Author of Atomic Habits, James Clear, says that true behaviour change is identity change. Anyone can eat healthily once or twice or go for a walk now and then, but it is difficult to create sustainable change if you don’t change the belief behind the behaviour.

Don’t go for a run but call yourself a runner, meditator, or writer. You may feel like a fraud or inauthentic to yourself to change your identity without having a track record of running. The only way to convince yourself you are changing is to take action. Every time you write, you are creating evidence that you are a writer.

To let go of the old version of yourself, you need to consider who you would like to become.

You can journal about this and create a powerful version of your future self. Perhaps you want to change careers or take on a role that requires public speaking. To allow yourself to step into that person, you need to drop the habit of avoiding speaking opportunities and instead show up to every opportunity available to you.

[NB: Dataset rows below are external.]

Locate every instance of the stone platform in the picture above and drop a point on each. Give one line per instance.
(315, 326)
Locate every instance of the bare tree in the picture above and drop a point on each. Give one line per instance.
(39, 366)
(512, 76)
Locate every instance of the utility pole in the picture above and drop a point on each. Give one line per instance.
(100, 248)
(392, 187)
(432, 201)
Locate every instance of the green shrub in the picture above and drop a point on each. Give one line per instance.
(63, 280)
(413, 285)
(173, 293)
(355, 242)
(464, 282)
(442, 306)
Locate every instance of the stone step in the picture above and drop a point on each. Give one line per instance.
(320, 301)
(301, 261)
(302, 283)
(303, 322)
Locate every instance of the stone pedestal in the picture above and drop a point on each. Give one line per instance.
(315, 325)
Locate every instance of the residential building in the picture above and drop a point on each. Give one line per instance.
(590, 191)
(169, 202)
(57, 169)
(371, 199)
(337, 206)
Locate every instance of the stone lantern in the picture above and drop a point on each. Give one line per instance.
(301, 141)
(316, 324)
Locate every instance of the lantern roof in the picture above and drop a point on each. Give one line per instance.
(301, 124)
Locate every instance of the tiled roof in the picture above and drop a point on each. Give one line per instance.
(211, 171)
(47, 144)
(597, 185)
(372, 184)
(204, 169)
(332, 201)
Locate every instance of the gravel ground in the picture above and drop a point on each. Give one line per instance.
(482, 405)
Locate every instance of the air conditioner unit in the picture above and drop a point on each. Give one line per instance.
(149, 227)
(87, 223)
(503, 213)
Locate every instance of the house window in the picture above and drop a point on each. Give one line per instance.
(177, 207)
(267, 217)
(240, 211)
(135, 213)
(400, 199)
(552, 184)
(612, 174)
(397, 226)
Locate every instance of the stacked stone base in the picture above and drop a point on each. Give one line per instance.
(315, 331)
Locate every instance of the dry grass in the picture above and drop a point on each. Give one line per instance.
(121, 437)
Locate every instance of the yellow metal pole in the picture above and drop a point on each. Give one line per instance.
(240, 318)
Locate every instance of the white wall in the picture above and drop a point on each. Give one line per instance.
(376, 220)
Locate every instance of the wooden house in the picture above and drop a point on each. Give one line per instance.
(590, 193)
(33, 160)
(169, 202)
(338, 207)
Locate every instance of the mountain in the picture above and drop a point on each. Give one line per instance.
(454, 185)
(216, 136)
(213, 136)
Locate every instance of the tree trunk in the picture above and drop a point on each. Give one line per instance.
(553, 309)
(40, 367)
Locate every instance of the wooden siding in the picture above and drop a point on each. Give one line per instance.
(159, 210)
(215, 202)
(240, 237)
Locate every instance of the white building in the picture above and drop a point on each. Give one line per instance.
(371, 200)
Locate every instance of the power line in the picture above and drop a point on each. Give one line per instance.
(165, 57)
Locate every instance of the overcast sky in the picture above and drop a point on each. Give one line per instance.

Your present behaviours need to be in alignment with the person you are becoming.

I was coaching a client who suffered from severe food restriction. She wanted to change but didn’t know how to let go of the current version of herself. She liked what she saw in the mirror despite it being incredibly unhealthy and destructive.

We went onto Instagram and researched female athletes whose bodies she admired. She then put that image as the screensaver on her phone and laptop to get used to the new image she was working towards — someone who was fit, healthy, and above all, kind to herself.

This change doesn’t have to be so drastic for you. Maybe you want to ditch the habit of procrastination? Who epitomises success for you, and how can you create this persona for yourself? It is not trying to be someone else but incorporating the traits they role model into your being.

Replace the habit of putting off the task for the habit of starting, even if you only work on the task for 5 minutes. Every time you keep your commitment to yourself, you create evidence that you are no longer a procrastinator but someone you can trust.

Step 4 — Thank the habit.

Marie Kondo is a Japanese organising consultant and best-selling author. In her de-clutter process, she says we must pick up the article we would like to get rid of and ask a simple question. Does it spark joy? If it sparks joy, you keep the item. If it doesn’t speak joy, you thank it for its service and then proceed to get rid of it or donate it.

It’s the same with your habits and this old version of yourself. Does it spark joy? You don’t have to toss yourself out, just a few bits and pieces that don’t belong anymore. Maybe you renovated your lounge to be more modern, and you have some old ornaments that clash now? You don’t have to adjust the lounge to the old ornaments; simply toss out the parts in no longer in alignment.

Maybe you decided your old ways of mid-week drinking or sleep deprivation are clashing with your new updated version of valuing vitality and creativity?

Thank those habits and the part of you that served its purpose. But now, it’s time to move on swiftly.

Give yourself permission to change your mind and update your habits to your current values.

Final thoughts.

Letting go of old habits is hard change. It doesn’t happen overnight, and you will fall off the wagon.

When creating new behaviour patterns and habits, imagine you have train tracks embedded into your subconscious. They run deep. You can’t remove the old tracks, but you can always lay down fresh ones on top.

You are only human, and you will fall back into old patterns now and then, especially when you feel stressed. It is not a failure to revert to old ways; it is human nature.

What matters is having the self-awareness to notice you are back in old patterns and course-correct accordingly. The more self-aware you are about your triggers, the quicker you can recover when going down the old train tracks.

“We are what we repeatedly do. Excellence, then, is not an act, but having the self-awareness to let go of the habits that no longer serve us.” — Aristotle and Lori Milner.